I will say, I have felt immensely better, physically and mentally. Since I was already a vegetarian, when I turned vegan, all I was doing was giving up animal bi-products, specifically dairy. My skin is clear, and I feel more energetic, and I never feel sickly full. I think the best thing to come out of going vegan has been how much more conscious I have become surrounding my everyday choices of what and where to eat.

The toughest transition of becoming vegan has been coming to the realization that if I’m going to be vegan for health reasons, then I shouldn’t seek out all the junk food that is vegan — like Oreos, which are indeed vegan. Also, a tough transition was giving up pizza. I’m originally from Long Island, New York, home to some of the best pizza in the country, so not being able to enjoy pizza with my friends has been a tough obstacle.

Going vegan has helped me open my eyes to new experiences around Boston such as food festivals and farmer’s markets. For me, being vegan also entails shopping local and trying new foods that I never would’ve tried otherwise.

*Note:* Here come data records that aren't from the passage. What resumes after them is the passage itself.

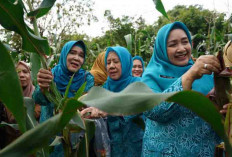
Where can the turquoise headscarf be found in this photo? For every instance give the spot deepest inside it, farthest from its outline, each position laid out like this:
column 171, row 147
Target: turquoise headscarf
column 61, row 73
column 161, row 73
column 139, row 58
column 126, row 76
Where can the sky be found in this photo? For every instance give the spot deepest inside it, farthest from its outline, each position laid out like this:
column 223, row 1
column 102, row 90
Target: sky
column 144, row 8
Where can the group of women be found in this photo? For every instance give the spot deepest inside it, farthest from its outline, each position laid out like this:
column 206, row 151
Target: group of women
column 171, row 130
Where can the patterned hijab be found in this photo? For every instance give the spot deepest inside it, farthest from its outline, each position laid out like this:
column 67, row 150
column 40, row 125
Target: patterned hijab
column 61, row 73
column 161, row 73
column 98, row 70
column 141, row 60
column 28, row 91
column 126, row 76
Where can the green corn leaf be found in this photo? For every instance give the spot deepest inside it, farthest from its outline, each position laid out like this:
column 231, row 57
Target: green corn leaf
column 205, row 109
column 31, row 121
column 68, row 86
column 11, row 18
column 80, row 91
column 40, row 136
column 139, row 121
column 30, row 106
column 77, row 120
column 129, row 42
column 159, row 6
column 70, row 110
column 35, row 66
column 89, row 134
column 137, row 96
column 43, row 9
column 10, row 89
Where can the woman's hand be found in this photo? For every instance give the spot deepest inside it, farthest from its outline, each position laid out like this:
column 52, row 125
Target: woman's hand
column 224, row 110
column 94, row 113
column 205, row 64
column 44, row 78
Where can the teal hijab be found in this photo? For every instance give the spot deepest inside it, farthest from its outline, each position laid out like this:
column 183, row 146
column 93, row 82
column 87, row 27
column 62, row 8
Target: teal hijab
column 61, row 73
column 140, row 59
column 126, row 76
column 161, row 73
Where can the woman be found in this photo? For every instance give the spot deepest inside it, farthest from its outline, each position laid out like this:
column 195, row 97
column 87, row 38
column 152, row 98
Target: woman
column 71, row 59
column 125, row 135
column 8, row 134
column 138, row 66
column 98, row 70
column 173, row 130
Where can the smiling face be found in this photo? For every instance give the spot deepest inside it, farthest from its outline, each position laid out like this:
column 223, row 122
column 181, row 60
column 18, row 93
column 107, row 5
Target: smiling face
column 113, row 67
column 24, row 75
column 75, row 59
column 137, row 69
column 178, row 47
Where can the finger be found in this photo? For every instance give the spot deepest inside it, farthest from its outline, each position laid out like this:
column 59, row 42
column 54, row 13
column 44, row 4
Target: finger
column 85, row 111
column 45, row 71
column 211, row 68
column 223, row 111
column 44, row 86
column 41, row 80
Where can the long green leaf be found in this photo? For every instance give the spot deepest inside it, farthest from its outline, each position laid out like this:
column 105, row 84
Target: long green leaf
column 89, row 134
column 70, row 110
column 137, row 96
column 10, row 89
column 11, row 18
column 140, row 98
column 205, row 109
column 80, row 91
column 39, row 136
column 35, row 66
column 68, row 86
column 30, row 119
column 43, row 9
column 160, row 7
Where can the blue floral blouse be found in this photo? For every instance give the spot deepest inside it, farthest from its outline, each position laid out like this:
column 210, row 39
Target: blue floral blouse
column 174, row 131
column 47, row 110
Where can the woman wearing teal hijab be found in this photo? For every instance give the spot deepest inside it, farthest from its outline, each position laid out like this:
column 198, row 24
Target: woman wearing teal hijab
column 138, row 66
column 71, row 59
column 125, row 135
column 172, row 130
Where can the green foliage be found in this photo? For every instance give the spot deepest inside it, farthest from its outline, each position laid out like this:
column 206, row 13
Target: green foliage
column 10, row 89
column 11, row 18
column 137, row 97
column 43, row 9
column 140, row 98
column 207, row 27
column 160, row 8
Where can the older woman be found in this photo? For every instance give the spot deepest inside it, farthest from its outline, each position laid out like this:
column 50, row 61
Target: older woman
column 71, row 59
column 98, row 70
column 9, row 134
column 138, row 66
column 173, row 130
column 125, row 136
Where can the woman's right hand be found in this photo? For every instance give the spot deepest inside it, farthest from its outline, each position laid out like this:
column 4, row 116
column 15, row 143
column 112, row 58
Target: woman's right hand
column 205, row 64
column 44, row 78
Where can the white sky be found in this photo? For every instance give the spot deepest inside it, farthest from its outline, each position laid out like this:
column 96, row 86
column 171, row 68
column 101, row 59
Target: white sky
column 146, row 9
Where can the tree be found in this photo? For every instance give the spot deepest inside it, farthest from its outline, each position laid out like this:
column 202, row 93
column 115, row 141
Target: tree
column 201, row 23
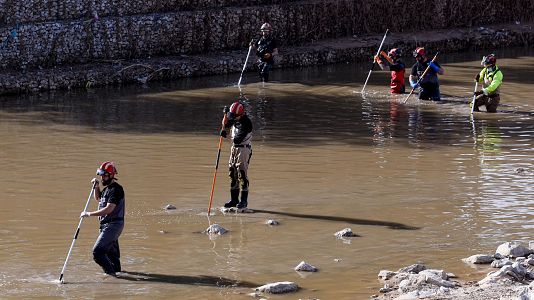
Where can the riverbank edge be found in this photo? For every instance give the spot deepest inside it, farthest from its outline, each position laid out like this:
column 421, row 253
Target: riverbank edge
column 352, row 49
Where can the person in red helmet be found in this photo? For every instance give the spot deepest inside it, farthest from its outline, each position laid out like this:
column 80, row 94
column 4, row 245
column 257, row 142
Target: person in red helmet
column 266, row 50
column 240, row 154
column 491, row 78
column 111, row 207
column 429, row 85
column 394, row 64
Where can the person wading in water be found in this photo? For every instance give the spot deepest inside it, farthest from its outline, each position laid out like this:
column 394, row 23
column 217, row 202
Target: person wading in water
column 491, row 78
column 240, row 154
column 266, row 50
column 394, row 64
column 110, row 212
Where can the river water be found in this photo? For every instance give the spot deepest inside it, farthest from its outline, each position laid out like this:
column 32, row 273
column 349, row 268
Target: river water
column 421, row 182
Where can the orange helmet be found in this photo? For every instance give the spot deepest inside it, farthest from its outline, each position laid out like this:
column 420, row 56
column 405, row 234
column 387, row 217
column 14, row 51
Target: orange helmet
column 489, row 60
column 419, row 52
column 266, row 27
column 107, row 167
column 395, row 53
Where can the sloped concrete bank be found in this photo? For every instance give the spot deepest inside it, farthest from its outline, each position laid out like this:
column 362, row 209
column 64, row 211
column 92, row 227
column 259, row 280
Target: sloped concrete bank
column 108, row 72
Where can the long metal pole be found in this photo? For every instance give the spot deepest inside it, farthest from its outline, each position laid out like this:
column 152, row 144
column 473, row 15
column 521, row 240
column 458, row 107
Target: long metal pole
column 245, row 65
column 374, row 61
column 474, row 98
column 216, row 166
column 420, row 78
column 76, row 233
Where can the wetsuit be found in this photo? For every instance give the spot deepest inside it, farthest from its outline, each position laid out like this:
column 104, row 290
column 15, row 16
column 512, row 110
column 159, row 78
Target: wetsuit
column 429, row 84
column 240, row 155
column 491, row 91
column 106, row 250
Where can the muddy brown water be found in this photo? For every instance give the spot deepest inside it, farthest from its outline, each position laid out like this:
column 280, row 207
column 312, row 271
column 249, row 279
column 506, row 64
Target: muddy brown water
column 420, row 182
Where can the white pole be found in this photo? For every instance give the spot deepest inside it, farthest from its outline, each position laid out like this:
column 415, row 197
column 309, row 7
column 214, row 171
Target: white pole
column 374, row 62
column 244, row 66
column 76, row 233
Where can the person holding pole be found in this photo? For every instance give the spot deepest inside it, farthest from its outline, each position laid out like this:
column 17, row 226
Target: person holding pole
column 491, row 79
column 111, row 207
column 266, row 50
column 240, row 154
column 428, row 84
column 392, row 62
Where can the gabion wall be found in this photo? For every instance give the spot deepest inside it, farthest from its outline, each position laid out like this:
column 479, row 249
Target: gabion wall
column 44, row 34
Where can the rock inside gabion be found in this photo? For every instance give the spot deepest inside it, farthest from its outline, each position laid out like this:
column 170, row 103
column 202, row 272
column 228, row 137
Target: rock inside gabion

A big concern people seem to have is they can’t seem to imagine how I could possibly be happy as a vegan with such limitation. But, in fact, I have never been happier! I barely recognize the limitations of being vegan anymore and I’ve gotten into always looking for new places to try with vegan options. I promised my dad that the second I was unhappy with being vegan, I would stop, but I don’t see that happening in the near future.

 

Going vegan has helped me live a healthier cruelty-free lifestyle and I plan on continuing this lifestyle for a while, as well as hope to give people a better understanding as to why being vegan is not this crazy idea everyone thinks it is.